Zgadzam się z tezą, iż judaizm, w całej swojej totalności, jest stale ewoluującą cywilizacją. Jest cywilizacją alternatywną, zakorzenioną w starożytności, prawdopodobnie głębiej i bardziej bezpośrednio niż jakakolwiek inna cywilizacja w świecie. Jest cywilizacją, która została przechowana w księgach i rozwijana przez rabinów, aby utrzymać ją przy życiu w czasach, gdy my, Żydzi, musieliśmy „zejść do podziemia” i ustąpić innym cywilizacjom, które – z różnych powodów – historycznie „wygrały” z cywilizacją żydowską i zdominowały pokaźną część świata. Judaizm jest cywilizacją, która została historycznie utrwalona i przechowana z nadzieją na jej całkowity, pełny rozkwit w przyszłości i pełne współistnienie wśród innych cywilizacji, wraz z jej wkładem w dorobek cywilizacyjny całego świata.
Mój pogląd na to, czym jest cywilizacja żydowska, różni jednakże od poglądu Kaplana. Ujęcie judaizmu jako cywilizacji nie musi pociągać za sobą całkowicie naturalistycznego poglądu na świat, którego skutkiem jest odrzucenie objawienia jako źródła judaizmu i niemal całej religijnej metafizyki. Tradycyjny, teistyczny, nadprzyrodzony kontekst niekoniecznie pociąga za sobą też wszystkie te rzeczy, które Kaplan, jak również i ja, odrzucamy: religijny autorytaryzm czy dogmatyczne twierdzenia o nieomylności autorytetów religijnych. Nawet jeśli historycznie kwestie te były ze sobą powiązane, logicznie nie tu związków koniecznych. Ów dogmatyzm i buta religii były raczej wynikiem skostnienia instytucji religijnych i społecznych, w czasach, gdy wolność myśli i mobilność społeczna ludzi były, znacznie bardziej niż obecnie, ograniczone.
Rabini chcieli zachować całą naszą cywilizację, ze wszystkimi jej szczegółami i wartościami. Tym samym nasza tradycja wciąż odnosi się legislacji, które na pierwszy rzut oka mogą wydawać się „dziwne” – do naszego, starożytnego, prawa karnego, cywilnego i rodzinnego.
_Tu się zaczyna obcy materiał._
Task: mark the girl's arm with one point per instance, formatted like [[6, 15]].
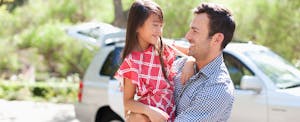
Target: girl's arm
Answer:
[[154, 114]]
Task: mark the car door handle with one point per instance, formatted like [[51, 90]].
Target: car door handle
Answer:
[[279, 109]]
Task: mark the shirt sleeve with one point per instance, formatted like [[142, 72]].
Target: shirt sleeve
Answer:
[[127, 70], [209, 105]]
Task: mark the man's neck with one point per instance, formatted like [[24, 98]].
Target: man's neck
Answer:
[[204, 62]]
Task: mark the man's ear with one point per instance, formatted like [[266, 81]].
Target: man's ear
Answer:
[[218, 38]]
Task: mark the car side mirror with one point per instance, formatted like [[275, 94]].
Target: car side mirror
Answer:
[[251, 83]]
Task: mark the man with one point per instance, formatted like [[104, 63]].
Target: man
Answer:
[[208, 94]]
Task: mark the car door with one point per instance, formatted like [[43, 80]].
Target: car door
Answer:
[[110, 66], [249, 106]]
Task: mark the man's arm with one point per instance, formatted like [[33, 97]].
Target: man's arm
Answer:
[[212, 104]]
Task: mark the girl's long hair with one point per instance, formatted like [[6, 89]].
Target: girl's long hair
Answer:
[[139, 12]]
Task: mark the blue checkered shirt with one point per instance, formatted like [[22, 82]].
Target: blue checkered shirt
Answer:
[[207, 96]]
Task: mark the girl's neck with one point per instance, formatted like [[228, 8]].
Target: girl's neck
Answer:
[[142, 45]]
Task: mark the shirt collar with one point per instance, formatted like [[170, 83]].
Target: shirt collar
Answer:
[[211, 67]]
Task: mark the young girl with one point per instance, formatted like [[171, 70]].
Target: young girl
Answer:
[[146, 64]]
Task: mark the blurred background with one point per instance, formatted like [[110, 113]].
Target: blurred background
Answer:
[[40, 62]]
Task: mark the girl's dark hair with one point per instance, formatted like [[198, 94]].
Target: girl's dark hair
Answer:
[[139, 12]]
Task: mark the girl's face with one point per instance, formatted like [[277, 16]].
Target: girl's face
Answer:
[[150, 31]]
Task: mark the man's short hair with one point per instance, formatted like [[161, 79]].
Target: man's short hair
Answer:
[[220, 20]]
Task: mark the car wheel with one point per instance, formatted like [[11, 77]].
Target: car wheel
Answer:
[[105, 114]]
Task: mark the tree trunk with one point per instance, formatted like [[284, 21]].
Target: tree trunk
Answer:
[[120, 15]]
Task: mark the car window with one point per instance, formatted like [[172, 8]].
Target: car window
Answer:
[[236, 69], [112, 63], [282, 73]]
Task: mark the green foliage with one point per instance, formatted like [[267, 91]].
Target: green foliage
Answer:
[[33, 34], [55, 90]]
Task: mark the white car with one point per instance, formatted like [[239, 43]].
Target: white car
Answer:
[[267, 88]]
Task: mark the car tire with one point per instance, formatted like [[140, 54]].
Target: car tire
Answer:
[[105, 114]]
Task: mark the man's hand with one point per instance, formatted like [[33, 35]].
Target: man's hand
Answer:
[[157, 115], [135, 117]]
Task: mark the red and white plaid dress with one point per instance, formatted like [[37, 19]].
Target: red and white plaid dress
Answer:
[[144, 70]]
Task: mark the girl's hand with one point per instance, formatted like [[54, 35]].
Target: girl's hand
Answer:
[[188, 69], [157, 115]]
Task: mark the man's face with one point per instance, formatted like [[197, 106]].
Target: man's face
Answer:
[[200, 43]]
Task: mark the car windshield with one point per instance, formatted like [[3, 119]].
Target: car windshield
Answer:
[[283, 74]]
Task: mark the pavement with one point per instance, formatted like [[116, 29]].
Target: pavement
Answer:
[[28, 111]]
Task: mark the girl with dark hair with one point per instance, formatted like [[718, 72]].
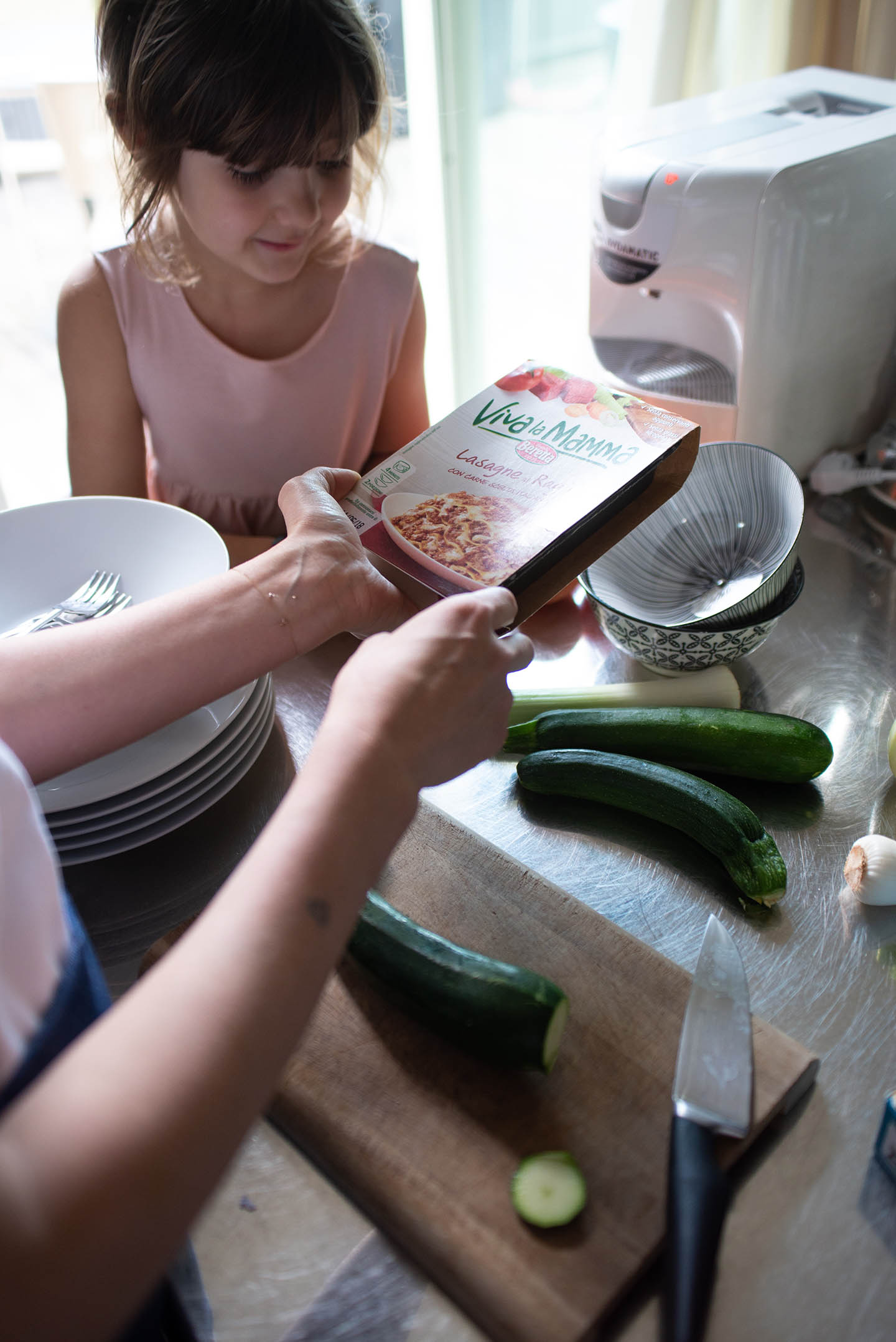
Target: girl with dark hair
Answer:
[[247, 330]]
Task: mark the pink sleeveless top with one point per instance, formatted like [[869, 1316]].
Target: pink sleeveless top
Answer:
[[226, 430]]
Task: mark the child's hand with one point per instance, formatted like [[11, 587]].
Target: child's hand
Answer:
[[432, 699], [333, 567]]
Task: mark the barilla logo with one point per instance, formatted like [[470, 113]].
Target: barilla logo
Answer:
[[539, 454]]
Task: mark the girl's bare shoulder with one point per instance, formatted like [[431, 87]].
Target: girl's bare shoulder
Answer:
[[86, 290]]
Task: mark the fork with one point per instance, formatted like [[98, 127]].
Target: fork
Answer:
[[90, 599], [118, 602]]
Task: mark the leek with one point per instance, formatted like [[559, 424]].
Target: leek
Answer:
[[716, 687]]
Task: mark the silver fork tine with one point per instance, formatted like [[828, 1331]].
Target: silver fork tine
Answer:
[[86, 588]]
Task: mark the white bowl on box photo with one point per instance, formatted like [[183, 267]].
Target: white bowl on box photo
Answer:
[[396, 505]]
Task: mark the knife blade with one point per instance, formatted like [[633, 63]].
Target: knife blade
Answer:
[[712, 1094]]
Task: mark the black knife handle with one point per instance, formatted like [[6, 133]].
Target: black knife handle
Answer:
[[696, 1203]]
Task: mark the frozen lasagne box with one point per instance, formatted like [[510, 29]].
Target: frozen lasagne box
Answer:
[[522, 486]]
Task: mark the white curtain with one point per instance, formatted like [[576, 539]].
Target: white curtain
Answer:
[[676, 49]]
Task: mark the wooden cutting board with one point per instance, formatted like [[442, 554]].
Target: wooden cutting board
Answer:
[[426, 1140]]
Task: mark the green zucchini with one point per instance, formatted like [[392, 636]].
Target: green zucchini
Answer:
[[499, 1012], [737, 741], [548, 1190], [714, 818]]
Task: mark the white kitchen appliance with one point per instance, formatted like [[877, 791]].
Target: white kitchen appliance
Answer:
[[744, 271]]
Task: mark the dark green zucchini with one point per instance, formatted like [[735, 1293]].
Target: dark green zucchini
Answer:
[[501, 1012], [714, 818], [737, 741]]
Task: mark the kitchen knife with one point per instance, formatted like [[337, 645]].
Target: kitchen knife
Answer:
[[712, 1094]]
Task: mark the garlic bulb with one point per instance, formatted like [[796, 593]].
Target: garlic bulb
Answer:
[[871, 870]]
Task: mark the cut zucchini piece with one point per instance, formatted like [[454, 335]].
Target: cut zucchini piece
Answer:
[[549, 1190]]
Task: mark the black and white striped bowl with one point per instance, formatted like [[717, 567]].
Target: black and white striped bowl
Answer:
[[722, 548]]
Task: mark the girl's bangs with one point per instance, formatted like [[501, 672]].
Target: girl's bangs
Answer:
[[282, 114]]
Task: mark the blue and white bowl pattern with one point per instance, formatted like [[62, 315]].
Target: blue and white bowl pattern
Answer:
[[723, 546], [682, 650], [691, 647]]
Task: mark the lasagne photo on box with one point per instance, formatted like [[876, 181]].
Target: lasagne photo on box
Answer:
[[513, 481]]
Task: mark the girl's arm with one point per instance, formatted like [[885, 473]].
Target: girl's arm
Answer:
[[62, 705], [404, 409], [106, 445], [109, 1156]]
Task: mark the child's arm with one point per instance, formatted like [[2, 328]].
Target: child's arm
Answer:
[[404, 409], [61, 705], [112, 1153], [106, 445]]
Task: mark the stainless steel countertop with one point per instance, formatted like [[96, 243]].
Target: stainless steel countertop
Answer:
[[809, 1246]]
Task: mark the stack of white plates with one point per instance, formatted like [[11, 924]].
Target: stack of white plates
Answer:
[[157, 784]]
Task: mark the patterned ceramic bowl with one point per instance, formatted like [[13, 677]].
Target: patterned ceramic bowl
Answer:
[[693, 647], [723, 546]]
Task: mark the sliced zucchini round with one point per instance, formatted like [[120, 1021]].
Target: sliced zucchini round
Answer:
[[549, 1190]]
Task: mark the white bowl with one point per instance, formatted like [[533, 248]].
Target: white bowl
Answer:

Część z tych praw stała się martwa i nie znalazła bezpośredniego zastosowania w zmieniającej się rzeczywistości politycznej na przestrzeni wieków, geniusz rabinów polegał jednak na tym, że potrafili uczynić z tych praw narzędzie budowania żydowskiej tożsamości, aby utrzymać naród żydowski i nasze „wirtualne państwo”, wśród innych narodów, w najpełniejszym możliwym rozkwicie. Tak więc każdy element żydowskiej cywilizacji jest ważny, chociaż część spośród naszych starożytnych przepisów może nigdy, w swojej najprostszej formie, nie znaleźć zastosowania. Ich istnienie daje nam jednakże możliwość poznania siebie i naszych korzeni. Owe prawa i legislacje opowiadają historię tego, skąd pochodzimy, czym był i może być judaizm oraz kim jesteśmy my w kontekście różnych cywilizacji, religii i narodów. My, współcześni Żydzi, jesteśmy ambasadorami tej naszej, trwającej od starożytności, cywilizacji, która nigdy nie zniknie z powierzchni ziemi.